He nodded pleasantly.
“Where are you from, Mr. Brinker? If you don’t mind me asking. That’s quite an accent you have.”
“I am Dutch,” he said, still smiling. “Well, it has been many years since I have been in this country. I recently was hired at Sterling Optical down the street. Do you know it? I am a lens grinder by profession.”
“Oh,” Mrs. Gilpatrick said with a satisfied note, as if he had just answered all her questions. “Well. I suppose now I should show you the room.”
“Do you have many other boarders here?” Hess asked.
“Just Mr. Hargrave right now, who works in the procurement office. He’s hardly ever home. He just sleeps here, to tell the truth.” She added pointedly, “Boarders don’t generally loaf around the house.”
They climbed four flights of stairs and Mrs. Gilpatrick showed him a space with a low ceiling, tucked under the roof. A bit cramped, but freshly painted a blinding shade of white and spotlessly clean. It was also so cold that Hess could see his breath.
“There’s no heat, I’m afraid,” Mrs. Gilpatrick said. “I’ve kept it closed off but if you leave the door open it warms up soon enough.”
“I like the cold,” he said.
Hess looked out the windows. Two old double-hung windows in the back wall overlooked the alley below. He could see the rooftop of a kitchen addition just below. Out front was a view of Pennsylvania Avenue. They were well above the treetops. Cars crawled along the street below, and people walked quickly down the sidewalk, hurried along by the winter wind. Down the street, he could plainly see people getting in and out of taxicabs in front of the Metropolitan Hotel.
Hess smiled.
Mrs. Gilpatrick joined him at the window to admire the view, and she looked at his face, awaiting his reaction. She knew the view from the fourth floor was quite good, and in the past some boarders had overlooked the lack of heat — or the stifling overabundance of it in summer — on account of the stunning vantage point offered of the street. But the look in Mr. Brinker’s eyes was neither admiring nor dreamy. He seemed to be lost in calculation, like a batter who steps up to the plate and judges the distance to the back fence. She found his glance unsettling as he turned to her and said, “I will take the room.”

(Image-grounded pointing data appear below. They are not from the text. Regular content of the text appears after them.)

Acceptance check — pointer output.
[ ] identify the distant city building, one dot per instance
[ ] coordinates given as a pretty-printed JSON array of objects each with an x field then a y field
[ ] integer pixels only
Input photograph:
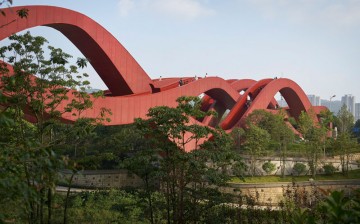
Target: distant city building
[
  {"x": 349, "y": 101},
  {"x": 314, "y": 100},
  {"x": 357, "y": 111}
]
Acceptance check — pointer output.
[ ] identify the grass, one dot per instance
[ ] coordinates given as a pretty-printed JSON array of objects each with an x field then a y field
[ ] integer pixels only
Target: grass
[{"x": 354, "y": 174}]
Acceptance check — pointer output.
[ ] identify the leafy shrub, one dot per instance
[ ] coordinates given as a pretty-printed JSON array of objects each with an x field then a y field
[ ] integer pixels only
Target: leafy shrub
[
  {"x": 299, "y": 168},
  {"x": 329, "y": 169},
  {"x": 269, "y": 167}
]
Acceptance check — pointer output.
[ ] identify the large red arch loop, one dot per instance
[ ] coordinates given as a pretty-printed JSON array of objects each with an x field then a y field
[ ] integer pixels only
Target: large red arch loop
[{"x": 133, "y": 92}]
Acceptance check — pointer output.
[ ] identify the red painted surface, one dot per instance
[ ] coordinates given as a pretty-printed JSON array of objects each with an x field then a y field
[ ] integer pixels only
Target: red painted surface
[{"x": 132, "y": 90}]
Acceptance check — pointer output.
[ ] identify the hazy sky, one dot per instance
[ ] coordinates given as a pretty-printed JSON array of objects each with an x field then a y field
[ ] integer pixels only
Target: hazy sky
[{"x": 316, "y": 43}]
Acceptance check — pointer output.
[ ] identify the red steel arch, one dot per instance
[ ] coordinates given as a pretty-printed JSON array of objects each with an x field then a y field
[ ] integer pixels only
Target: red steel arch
[
  {"x": 133, "y": 92},
  {"x": 114, "y": 64}
]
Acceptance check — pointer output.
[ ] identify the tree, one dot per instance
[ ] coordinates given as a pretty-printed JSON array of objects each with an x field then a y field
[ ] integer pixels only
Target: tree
[
  {"x": 33, "y": 89},
  {"x": 314, "y": 139},
  {"x": 188, "y": 159},
  {"x": 280, "y": 132},
  {"x": 21, "y": 13},
  {"x": 256, "y": 141},
  {"x": 345, "y": 120}
]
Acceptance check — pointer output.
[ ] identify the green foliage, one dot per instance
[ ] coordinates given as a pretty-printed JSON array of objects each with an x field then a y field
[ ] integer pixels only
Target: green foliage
[
  {"x": 256, "y": 141},
  {"x": 32, "y": 90},
  {"x": 329, "y": 169},
  {"x": 345, "y": 120},
  {"x": 299, "y": 168},
  {"x": 189, "y": 164},
  {"x": 341, "y": 209},
  {"x": 269, "y": 167},
  {"x": 281, "y": 136},
  {"x": 314, "y": 139}
]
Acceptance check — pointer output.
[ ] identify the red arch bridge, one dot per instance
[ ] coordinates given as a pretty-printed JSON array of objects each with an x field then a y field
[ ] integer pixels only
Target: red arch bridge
[{"x": 132, "y": 92}]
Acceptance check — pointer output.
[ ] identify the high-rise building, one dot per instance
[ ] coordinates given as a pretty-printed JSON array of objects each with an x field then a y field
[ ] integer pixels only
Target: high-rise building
[
  {"x": 349, "y": 101},
  {"x": 314, "y": 100},
  {"x": 357, "y": 111}
]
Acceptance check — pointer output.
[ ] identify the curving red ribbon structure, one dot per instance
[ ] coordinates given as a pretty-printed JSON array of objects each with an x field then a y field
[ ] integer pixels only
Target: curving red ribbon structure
[{"x": 133, "y": 92}]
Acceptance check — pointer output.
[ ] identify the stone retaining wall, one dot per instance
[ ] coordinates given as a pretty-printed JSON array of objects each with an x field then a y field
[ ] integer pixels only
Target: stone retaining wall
[
  {"x": 103, "y": 179},
  {"x": 273, "y": 193}
]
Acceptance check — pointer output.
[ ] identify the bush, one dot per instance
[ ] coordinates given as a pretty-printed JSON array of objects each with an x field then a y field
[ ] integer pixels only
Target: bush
[
  {"x": 299, "y": 168},
  {"x": 329, "y": 169},
  {"x": 269, "y": 167}
]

The man hurrying down the street had more giving wings to his feet than the winter wind. He shoved his thin fists deeper into the pockets of his wool overcoat and tried to walk faster. Once or twice he looked over his shoulder. He was on his lunch break and he didn’t want to be gone more than an hour. An absence of an hour might raise a few eyebrows, because Bill Keller was famous for his fifteen-minute lunches that consisted of a cup of coffee and a hamburger at a nearby diner. He was at his desk by 8 a.m. sharp and wasn’t one to put on his coat and hat promptly at 5 p.m. No, sir. Not Bill Keller. When other clerks showed up late — even hung over — or took too long for lunch, the supervisor invariably said, “Why can’t you be more like Bill Keller?”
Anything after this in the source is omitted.